The railway station, also known in German as the Brockenbahnhof, lies only a few metres below the summit of the Brocken, at a height of 1125 m. It is the highest railway station in Germany, that is served by a railway without a rack system.

== History ==
The line to the Brocken was opened on 4 October 1898. The present station building was built in 1924 of granite. Initially, trains only ran during the summer months, due to the harsh winter weather conditions. Following the destruction in the final days of the Second World War, the line to the Brocken was closed and only reopened again on 14 May 1949. From 1950, the station was also served in the winter. At that time, the station was very busy. In July 1960, it received 90,000 passengers.

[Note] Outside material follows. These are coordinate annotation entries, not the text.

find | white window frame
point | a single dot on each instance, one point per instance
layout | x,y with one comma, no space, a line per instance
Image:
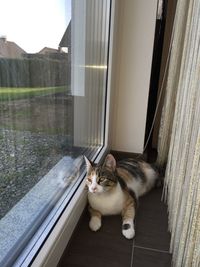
53,248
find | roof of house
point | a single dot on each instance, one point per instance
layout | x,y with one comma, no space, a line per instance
10,49
48,50
66,39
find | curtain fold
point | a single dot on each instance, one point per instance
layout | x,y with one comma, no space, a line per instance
179,137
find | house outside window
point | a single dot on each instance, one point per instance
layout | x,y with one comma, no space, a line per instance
53,82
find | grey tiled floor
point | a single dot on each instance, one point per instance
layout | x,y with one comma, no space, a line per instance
108,248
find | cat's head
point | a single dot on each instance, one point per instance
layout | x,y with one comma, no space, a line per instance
101,178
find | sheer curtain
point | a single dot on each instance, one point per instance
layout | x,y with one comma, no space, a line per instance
179,137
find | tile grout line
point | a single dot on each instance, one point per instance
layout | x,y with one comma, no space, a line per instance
153,249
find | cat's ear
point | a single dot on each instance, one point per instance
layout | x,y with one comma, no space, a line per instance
110,162
88,164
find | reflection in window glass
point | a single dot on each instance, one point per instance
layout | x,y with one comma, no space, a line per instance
53,67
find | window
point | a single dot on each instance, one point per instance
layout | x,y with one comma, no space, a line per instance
53,76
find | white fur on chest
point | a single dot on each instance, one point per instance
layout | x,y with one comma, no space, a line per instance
109,203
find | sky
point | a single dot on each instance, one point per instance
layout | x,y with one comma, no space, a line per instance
34,24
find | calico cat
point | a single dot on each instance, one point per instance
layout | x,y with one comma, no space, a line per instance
114,188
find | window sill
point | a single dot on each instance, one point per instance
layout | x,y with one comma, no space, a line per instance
51,222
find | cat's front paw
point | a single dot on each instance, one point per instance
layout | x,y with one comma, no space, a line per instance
95,223
128,230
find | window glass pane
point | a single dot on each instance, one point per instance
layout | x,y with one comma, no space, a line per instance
53,72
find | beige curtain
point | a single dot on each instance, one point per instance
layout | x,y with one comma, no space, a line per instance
179,137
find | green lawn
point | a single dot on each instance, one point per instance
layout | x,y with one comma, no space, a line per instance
14,93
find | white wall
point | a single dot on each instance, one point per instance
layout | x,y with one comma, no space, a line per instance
132,68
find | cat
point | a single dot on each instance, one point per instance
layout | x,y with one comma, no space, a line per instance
114,188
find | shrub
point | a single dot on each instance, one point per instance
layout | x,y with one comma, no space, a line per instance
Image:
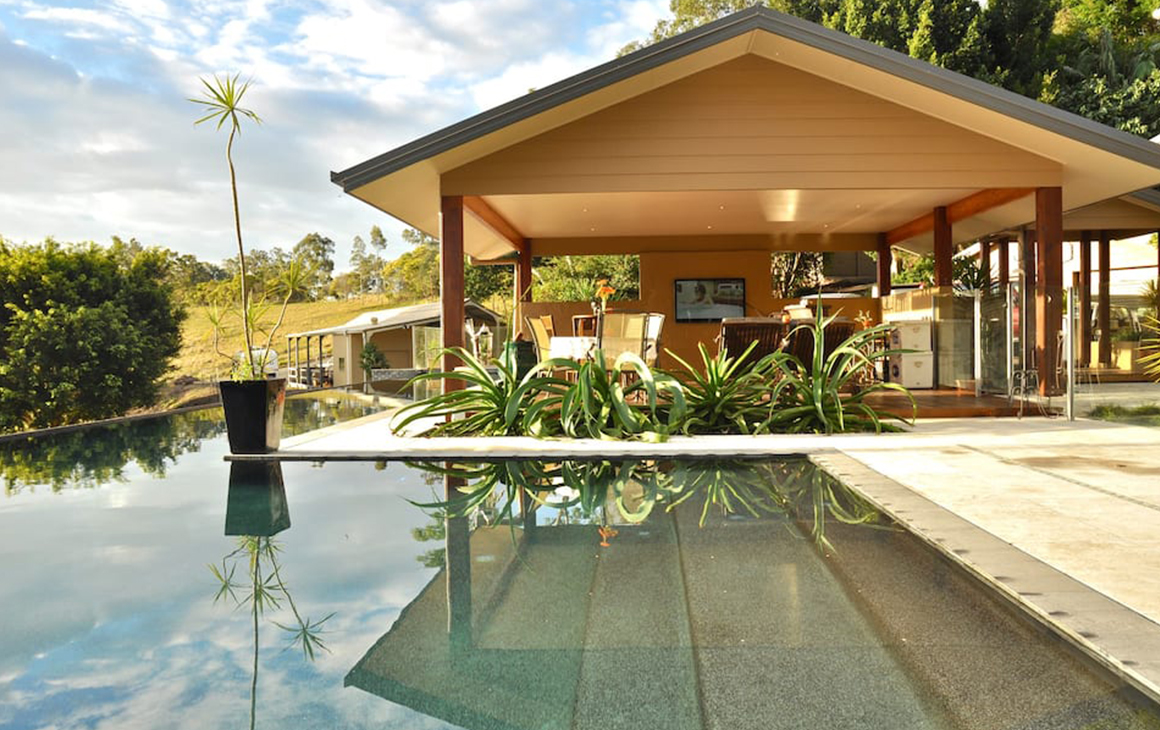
726,395
823,398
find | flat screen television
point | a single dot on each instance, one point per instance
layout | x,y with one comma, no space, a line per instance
709,300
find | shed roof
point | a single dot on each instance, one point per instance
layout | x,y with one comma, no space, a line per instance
1093,161
414,316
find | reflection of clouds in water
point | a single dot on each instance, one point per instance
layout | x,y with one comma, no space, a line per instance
125,623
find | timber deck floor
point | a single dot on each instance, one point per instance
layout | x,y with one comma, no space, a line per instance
948,404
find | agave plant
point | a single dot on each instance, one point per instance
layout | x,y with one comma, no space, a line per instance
727,394
596,405
1151,346
818,399
499,405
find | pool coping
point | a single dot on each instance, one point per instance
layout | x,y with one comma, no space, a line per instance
1121,641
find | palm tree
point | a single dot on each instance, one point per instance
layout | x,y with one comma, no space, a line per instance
223,98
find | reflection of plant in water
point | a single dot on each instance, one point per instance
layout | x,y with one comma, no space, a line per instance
265,588
434,532
96,455
731,485
306,413
792,488
814,496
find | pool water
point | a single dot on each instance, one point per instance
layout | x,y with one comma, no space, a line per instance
696,594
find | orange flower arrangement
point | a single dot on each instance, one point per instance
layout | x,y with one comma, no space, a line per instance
603,291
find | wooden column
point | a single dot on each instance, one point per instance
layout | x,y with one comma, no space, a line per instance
1027,295
884,265
457,555
451,281
944,248
1103,313
1085,290
1049,290
522,287
1005,267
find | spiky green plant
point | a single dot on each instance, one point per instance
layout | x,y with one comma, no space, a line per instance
823,398
599,405
726,394
500,405
1150,346
222,100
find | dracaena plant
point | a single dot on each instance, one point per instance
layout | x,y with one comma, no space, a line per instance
491,405
222,102
599,404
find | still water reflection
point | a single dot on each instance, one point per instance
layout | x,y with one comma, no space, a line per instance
643,594
98,455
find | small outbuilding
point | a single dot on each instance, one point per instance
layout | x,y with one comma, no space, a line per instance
408,337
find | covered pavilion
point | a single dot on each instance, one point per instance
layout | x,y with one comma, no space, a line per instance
754,134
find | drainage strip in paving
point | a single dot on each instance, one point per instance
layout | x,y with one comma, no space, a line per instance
1116,637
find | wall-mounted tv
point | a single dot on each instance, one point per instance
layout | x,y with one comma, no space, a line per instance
709,300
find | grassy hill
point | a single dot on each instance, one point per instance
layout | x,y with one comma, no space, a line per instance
200,361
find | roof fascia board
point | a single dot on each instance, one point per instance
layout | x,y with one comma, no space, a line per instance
963,87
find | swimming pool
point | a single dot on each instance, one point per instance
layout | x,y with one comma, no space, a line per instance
601,607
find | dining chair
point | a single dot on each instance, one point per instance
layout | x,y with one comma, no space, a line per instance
549,325
623,332
739,332
539,335
584,325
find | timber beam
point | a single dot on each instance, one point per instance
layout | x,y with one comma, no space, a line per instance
494,222
959,210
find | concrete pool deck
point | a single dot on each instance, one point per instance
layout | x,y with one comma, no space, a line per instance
1063,518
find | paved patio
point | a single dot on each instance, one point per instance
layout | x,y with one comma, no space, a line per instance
1061,517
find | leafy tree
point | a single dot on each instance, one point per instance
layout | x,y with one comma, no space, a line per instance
573,279
317,253
414,274
371,358
222,100
794,273
368,265
85,335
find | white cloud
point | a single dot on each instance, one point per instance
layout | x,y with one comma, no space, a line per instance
96,96
84,16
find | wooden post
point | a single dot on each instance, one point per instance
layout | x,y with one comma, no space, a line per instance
522,286
944,248
310,382
1027,296
1049,290
1085,290
1005,267
884,265
451,281
1103,315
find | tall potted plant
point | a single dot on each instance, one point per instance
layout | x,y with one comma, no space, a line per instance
252,402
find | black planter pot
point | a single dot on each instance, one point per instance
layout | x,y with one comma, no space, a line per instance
526,358
253,414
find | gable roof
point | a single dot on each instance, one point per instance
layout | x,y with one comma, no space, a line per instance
1097,161
756,17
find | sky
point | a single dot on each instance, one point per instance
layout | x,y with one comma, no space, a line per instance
99,136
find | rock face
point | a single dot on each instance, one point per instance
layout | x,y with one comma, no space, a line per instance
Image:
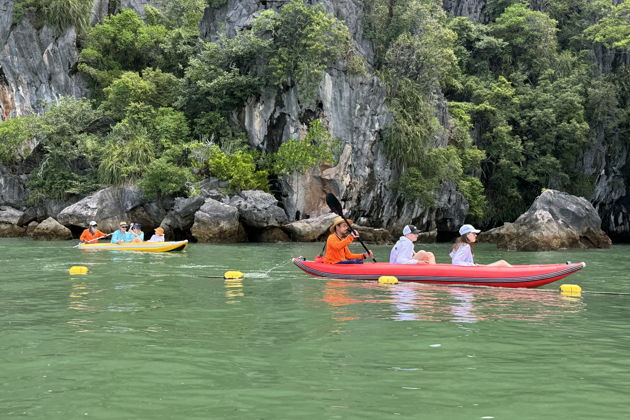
555,220
353,107
11,189
472,9
308,230
35,65
258,209
9,222
217,222
109,206
49,230
180,219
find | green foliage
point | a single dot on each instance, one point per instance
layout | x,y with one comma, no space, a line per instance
238,169
305,41
317,148
69,150
15,133
531,39
58,14
162,178
613,30
427,59
422,181
216,3
122,42
153,88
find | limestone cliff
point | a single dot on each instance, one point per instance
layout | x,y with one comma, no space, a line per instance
354,108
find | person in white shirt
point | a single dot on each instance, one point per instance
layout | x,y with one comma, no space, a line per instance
158,236
403,253
462,251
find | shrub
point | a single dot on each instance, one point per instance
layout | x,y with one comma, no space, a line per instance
14,135
317,148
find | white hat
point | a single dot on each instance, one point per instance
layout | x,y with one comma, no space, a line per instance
410,229
467,229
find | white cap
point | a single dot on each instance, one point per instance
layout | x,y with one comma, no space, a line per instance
467,229
410,229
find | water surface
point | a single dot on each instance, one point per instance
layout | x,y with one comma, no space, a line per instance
152,336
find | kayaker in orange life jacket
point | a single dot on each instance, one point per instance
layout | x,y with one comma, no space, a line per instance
91,234
337,251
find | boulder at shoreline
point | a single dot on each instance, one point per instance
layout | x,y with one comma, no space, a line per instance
555,220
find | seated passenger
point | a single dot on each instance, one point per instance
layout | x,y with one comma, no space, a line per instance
462,251
337,251
403,252
121,235
136,231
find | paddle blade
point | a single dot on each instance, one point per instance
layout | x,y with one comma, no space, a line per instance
334,204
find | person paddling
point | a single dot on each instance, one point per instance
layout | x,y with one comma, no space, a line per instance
403,253
136,231
462,252
158,236
337,251
91,234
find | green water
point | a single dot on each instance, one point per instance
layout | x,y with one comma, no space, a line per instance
147,336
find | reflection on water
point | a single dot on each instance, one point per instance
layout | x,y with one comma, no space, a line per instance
351,300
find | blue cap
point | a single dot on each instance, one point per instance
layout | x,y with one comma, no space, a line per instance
467,229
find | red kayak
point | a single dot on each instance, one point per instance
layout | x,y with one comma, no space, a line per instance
481,275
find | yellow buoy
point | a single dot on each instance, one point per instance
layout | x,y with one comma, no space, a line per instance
387,280
233,275
570,290
78,269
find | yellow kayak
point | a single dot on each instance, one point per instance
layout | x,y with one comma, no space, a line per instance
137,246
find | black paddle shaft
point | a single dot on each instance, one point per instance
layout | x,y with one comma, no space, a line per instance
335,206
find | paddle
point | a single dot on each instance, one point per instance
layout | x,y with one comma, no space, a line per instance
335,207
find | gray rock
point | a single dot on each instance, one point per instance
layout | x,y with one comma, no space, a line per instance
472,9
36,65
9,218
217,222
272,234
50,230
309,230
11,188
555,220
30,228
373,236
182,216
108,207
258,209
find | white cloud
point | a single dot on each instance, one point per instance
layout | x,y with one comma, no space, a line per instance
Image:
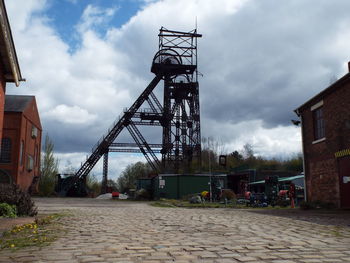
260,60
70,115
94,16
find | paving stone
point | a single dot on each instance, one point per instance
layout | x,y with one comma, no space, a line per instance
136,232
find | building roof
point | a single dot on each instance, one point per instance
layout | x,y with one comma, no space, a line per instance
8,54
17,103
339,83
283,179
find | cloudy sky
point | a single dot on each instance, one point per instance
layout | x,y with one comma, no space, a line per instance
86,60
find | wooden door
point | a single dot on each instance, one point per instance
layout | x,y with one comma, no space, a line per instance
344,181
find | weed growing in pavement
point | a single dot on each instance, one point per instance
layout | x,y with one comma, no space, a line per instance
40,233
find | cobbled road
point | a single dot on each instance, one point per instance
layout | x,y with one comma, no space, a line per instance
116,231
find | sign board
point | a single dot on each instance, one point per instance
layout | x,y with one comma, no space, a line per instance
346,179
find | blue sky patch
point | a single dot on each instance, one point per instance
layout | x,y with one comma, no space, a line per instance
65,15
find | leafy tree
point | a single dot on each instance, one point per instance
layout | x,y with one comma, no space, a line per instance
127,179
48,169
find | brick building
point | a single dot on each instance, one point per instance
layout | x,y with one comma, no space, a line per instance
9,67
21,142
325,124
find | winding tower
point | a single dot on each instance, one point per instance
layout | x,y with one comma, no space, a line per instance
179,116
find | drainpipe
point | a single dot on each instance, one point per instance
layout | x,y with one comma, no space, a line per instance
303,150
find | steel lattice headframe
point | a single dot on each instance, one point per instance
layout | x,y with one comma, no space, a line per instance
179,116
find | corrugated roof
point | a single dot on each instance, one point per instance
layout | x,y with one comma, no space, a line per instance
282,179
17,103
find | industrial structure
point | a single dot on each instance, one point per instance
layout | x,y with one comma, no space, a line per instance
178,116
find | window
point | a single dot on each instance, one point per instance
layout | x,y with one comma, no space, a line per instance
34,132
30,163
5,155
319,124
21,150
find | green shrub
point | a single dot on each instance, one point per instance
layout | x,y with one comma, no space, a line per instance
13,195
7,210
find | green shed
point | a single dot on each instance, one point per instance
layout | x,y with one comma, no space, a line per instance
176,186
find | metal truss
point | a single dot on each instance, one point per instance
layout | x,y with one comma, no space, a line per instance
179,116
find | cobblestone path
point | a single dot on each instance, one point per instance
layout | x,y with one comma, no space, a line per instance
107,231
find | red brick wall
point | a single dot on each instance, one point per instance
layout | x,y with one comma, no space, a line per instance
321,171
2,99
18,127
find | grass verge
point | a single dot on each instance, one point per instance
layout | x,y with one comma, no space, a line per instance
40,233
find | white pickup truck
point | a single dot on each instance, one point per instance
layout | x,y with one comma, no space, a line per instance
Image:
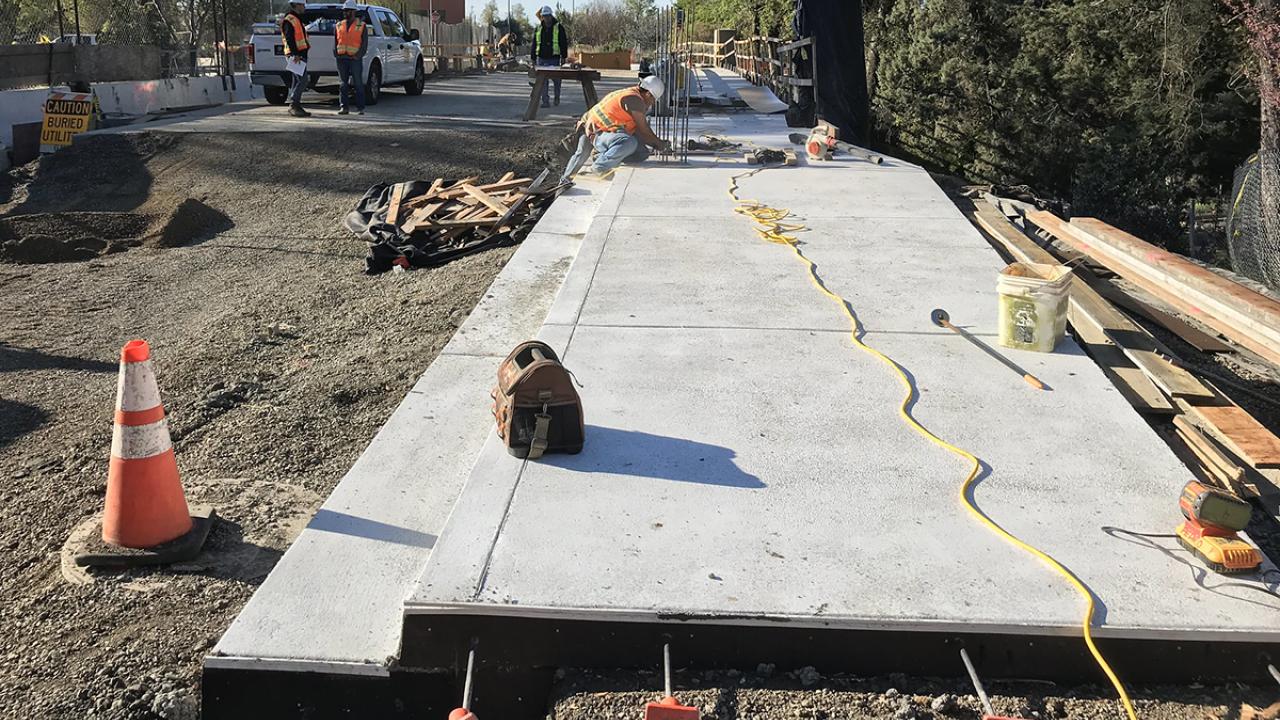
394,55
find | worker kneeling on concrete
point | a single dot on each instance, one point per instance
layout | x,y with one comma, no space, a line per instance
617,128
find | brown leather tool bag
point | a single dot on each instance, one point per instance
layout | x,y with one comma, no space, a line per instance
535,404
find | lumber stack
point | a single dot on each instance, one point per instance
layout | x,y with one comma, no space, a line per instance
1246,317
428,223
462,206
1223,442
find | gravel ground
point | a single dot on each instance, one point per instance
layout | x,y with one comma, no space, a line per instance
807,695
277,358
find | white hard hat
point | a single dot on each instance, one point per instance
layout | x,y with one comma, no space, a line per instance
654,86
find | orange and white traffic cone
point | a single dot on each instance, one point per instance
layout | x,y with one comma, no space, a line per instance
146,519
145,502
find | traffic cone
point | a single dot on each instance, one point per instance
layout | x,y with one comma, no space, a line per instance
145,502
146,519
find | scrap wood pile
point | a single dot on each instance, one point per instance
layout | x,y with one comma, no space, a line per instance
428,223
1217,438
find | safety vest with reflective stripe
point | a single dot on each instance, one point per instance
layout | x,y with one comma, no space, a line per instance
609,115
538,40
348,37
300,33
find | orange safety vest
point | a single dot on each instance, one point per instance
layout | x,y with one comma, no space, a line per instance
609,115
300,33
348,37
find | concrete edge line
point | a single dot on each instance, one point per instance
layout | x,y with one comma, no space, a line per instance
833,621
362,666
286,665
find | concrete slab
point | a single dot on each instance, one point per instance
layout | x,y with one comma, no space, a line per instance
745,463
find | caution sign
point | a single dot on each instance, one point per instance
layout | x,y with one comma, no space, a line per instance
67,114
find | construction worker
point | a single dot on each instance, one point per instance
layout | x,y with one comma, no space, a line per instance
296,45
618,130
551,45
350,41
507,45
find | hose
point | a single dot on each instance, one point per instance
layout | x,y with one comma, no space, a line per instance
769,226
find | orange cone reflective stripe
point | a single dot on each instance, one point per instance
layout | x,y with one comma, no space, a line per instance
145,502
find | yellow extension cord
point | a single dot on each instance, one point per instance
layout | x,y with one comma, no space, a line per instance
771,227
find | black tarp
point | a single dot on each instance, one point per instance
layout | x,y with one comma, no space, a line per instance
839,64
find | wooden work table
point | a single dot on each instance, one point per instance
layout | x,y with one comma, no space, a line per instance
586,76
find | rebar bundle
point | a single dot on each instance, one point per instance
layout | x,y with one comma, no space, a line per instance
673,64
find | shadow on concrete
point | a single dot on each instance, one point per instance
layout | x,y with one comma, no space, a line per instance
1269,588
24,359
629,452
334,522
18,419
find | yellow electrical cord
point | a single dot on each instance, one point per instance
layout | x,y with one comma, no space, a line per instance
769,226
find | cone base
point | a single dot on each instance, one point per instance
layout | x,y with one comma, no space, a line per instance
97,554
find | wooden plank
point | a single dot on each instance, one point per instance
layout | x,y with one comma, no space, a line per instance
1088,309
1133,383
1244,317
487,199
1223,468
397,196
1238,431
1193,336
421,215
432,192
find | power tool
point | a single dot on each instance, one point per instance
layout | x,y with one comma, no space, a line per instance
821,142
988,712
1212,519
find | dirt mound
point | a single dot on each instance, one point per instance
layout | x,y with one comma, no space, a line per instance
67,237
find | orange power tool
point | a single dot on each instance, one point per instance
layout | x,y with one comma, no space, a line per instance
1212,519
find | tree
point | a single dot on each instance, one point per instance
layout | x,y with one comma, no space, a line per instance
1261,22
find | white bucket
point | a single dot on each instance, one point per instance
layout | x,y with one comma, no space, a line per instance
1033,300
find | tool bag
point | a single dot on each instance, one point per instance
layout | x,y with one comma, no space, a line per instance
535,405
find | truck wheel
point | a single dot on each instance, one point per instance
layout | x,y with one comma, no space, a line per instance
415,86
374,85
275,95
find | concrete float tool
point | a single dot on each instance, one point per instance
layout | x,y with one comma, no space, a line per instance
668,707
465,711
988,714
1212,519
942,319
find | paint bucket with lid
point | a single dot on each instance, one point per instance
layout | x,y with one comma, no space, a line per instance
1033,300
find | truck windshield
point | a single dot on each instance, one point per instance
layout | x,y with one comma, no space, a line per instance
321,21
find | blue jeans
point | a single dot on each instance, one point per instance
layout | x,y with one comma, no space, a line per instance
351,71
549,63
296,85
612,149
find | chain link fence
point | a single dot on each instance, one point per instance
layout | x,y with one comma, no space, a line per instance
1252,223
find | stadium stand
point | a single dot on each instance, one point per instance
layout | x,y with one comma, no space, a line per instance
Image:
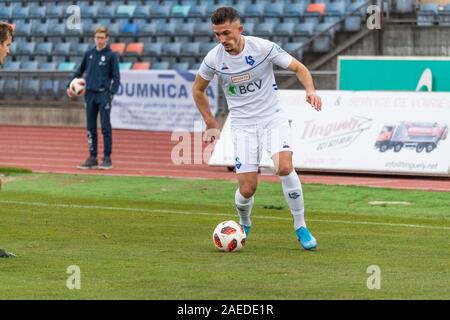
160,34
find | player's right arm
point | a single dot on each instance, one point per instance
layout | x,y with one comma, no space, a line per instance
201,100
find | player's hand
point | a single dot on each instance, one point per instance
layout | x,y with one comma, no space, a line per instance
212,132
314,100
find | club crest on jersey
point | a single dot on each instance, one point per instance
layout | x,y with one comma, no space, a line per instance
241,78
232,90
249,60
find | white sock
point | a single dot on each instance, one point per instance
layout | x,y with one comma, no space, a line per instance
244,208
293,194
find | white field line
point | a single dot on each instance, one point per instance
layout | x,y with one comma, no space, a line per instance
75,206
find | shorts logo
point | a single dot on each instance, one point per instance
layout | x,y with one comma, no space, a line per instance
294,195
249,60
241,78
232,90
238,163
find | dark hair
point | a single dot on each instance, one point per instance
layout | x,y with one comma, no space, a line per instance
224,14
5,30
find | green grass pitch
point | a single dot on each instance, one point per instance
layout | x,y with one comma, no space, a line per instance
150,238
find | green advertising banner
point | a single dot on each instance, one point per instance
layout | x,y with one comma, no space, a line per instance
393,73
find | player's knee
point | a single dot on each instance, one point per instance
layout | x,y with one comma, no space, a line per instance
285,169
247,191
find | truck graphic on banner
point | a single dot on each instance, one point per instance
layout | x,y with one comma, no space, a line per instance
413,135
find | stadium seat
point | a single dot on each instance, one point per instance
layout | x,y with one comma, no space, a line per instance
126,11
118,48
404,6
294,11
48,66
134,49
152,49
427,14
62,49
11,65
444,16
180,66
55,11
20,13
141,66
30,88
179,10
125,65
264,29
5,13
206,47
29,65
160,65
66,66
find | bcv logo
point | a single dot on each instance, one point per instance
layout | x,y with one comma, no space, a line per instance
249,60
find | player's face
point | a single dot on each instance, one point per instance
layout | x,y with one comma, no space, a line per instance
4,48
101,40
229,35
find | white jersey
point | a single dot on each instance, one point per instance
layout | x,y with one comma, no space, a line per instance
247,78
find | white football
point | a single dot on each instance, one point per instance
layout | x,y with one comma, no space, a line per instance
229,236
77,87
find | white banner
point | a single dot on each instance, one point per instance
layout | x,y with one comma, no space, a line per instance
385,132
158,101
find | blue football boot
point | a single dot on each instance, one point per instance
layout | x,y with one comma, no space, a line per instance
306,239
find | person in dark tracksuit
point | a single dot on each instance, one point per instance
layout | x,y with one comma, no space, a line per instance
6,37
102,82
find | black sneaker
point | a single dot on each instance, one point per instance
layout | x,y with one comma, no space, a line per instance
90,163
107,164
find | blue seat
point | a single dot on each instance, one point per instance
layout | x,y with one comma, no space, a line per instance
125,11
108,11
62,49
197,11
26,48
40,29
11,65
206,47
30,88
44,49
164,65
264,29
142,11
5,13
23,30
152,49
130,29
190,49
427,14
48,66
180,66
66,66
21,12
29,65
404,6
55,11
171,49
444,16
160,11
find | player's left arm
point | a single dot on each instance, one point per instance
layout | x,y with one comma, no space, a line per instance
115,74
304,76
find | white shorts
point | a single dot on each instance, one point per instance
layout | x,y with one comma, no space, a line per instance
273,136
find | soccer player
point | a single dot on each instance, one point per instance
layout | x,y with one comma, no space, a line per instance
6,36
244,65
102,82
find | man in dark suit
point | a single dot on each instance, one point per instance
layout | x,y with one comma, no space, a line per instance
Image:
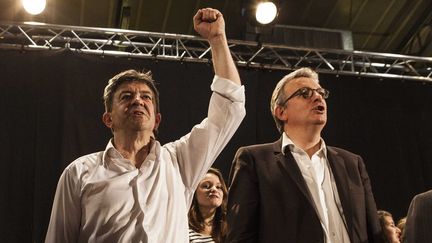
297,189
418,224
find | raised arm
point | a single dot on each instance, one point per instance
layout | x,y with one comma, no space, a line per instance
209,23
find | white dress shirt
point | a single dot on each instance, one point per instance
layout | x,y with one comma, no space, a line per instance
322,187
102,197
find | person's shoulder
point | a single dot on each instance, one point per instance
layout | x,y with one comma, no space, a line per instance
258,147
424,196
85,162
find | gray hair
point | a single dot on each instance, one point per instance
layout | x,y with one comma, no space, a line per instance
279,96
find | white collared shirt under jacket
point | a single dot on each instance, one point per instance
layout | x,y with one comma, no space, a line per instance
102,197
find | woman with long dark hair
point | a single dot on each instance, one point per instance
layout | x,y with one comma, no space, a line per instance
207,215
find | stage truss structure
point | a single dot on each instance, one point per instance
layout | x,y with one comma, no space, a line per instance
187,48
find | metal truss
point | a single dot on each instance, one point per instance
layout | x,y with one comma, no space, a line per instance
187,48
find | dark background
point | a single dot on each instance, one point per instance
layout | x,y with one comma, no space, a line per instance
51,109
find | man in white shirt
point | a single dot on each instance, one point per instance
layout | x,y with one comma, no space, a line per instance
297,189
137,190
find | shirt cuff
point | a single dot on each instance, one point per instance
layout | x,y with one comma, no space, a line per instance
228,89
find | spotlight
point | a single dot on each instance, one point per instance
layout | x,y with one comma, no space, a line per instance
34,7
265,12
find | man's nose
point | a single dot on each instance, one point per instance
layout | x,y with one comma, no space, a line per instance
137,99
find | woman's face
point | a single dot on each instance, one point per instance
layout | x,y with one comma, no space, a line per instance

With the construction of border defences between East and West Germanies that ran close to the Brocken, public train services to the mountain ended on 13 August 1961. Brocken station acted as accommodation for the Border Troops of the GDR. In the period to 1987, only a few materiel goods trains called at the station. After the political changes following the fall of the Berlin Wall, the Brocken Railway was reopened in 1991 and Brocken station was once again used as a railway station.

== Facilities ==
A restaurant, ticket office and souvenir shop for the Harz Narrow Gauge Railway are located in the station building. The station is, currently, only served by scheduled services, by the steam-hauled trains of the Harz Narrow Gauge Railway and is, primarily, a tourist facility.